Engineering mini-hearts that can be put wherever the circulatory system could use an extra push

Narine Sarvazyan and her team were trying to create universal-donor stem cells—cell transplants that the immune system would be less likely to reject—when something else caught her eye.

Observing a clump of cardiac muscle cells, called myocytes, she noticed that they were affecting blood flow in nearby vessels.

"I thought: Why not just use these cells and wrap them around [a vein] and make a little pump?" said Dr. Sarvazyan, a professor of pharmacology and physiology in the George Washington University School of Medicine and Health Sciences.

The pump, essentially, would be a miniature heart—the kind of extremely simple circulation-aiding organ of which some worms, for example, have several.
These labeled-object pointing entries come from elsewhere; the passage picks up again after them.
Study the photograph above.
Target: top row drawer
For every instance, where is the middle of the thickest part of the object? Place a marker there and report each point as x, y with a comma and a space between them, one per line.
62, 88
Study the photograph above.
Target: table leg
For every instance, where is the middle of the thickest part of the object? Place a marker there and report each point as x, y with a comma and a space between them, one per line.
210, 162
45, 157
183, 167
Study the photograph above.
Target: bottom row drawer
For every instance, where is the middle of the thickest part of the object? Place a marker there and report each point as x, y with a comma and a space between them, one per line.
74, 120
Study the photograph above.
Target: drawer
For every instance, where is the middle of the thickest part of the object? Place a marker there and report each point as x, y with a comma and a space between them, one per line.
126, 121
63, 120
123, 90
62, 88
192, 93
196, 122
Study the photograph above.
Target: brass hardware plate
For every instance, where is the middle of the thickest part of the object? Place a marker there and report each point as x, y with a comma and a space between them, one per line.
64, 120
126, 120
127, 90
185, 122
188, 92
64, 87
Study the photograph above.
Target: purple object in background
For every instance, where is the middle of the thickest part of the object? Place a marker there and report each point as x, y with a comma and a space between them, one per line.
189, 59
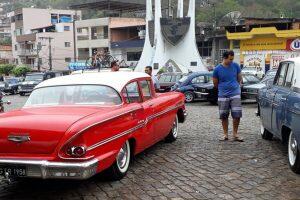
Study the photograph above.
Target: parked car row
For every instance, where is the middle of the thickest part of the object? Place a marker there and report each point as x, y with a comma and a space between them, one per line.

The human heart is usually sufficient to circulate blood through the body. In the lower extremities, the movement of skeletal muscles helps squeeze veins, and valves ensure that pressure pushes blood only one way—back to the heart.

As people age, however, those valves often lose their efficacy and become one cause of blood pooling in the venous system. That pooling of the blood, called chronic venous insufficiency, can lead to varicose veins—which affect an estimated 25 percent of adults—as well as edema, ulcers, infections, or even amputations.

According to an article by Dr. Sarvazyan, published online in February in the Journal of Cardiovascular Pharmacology and Therapeutics, there are few treatment options at present, particularly when valves fail deep in the venous system.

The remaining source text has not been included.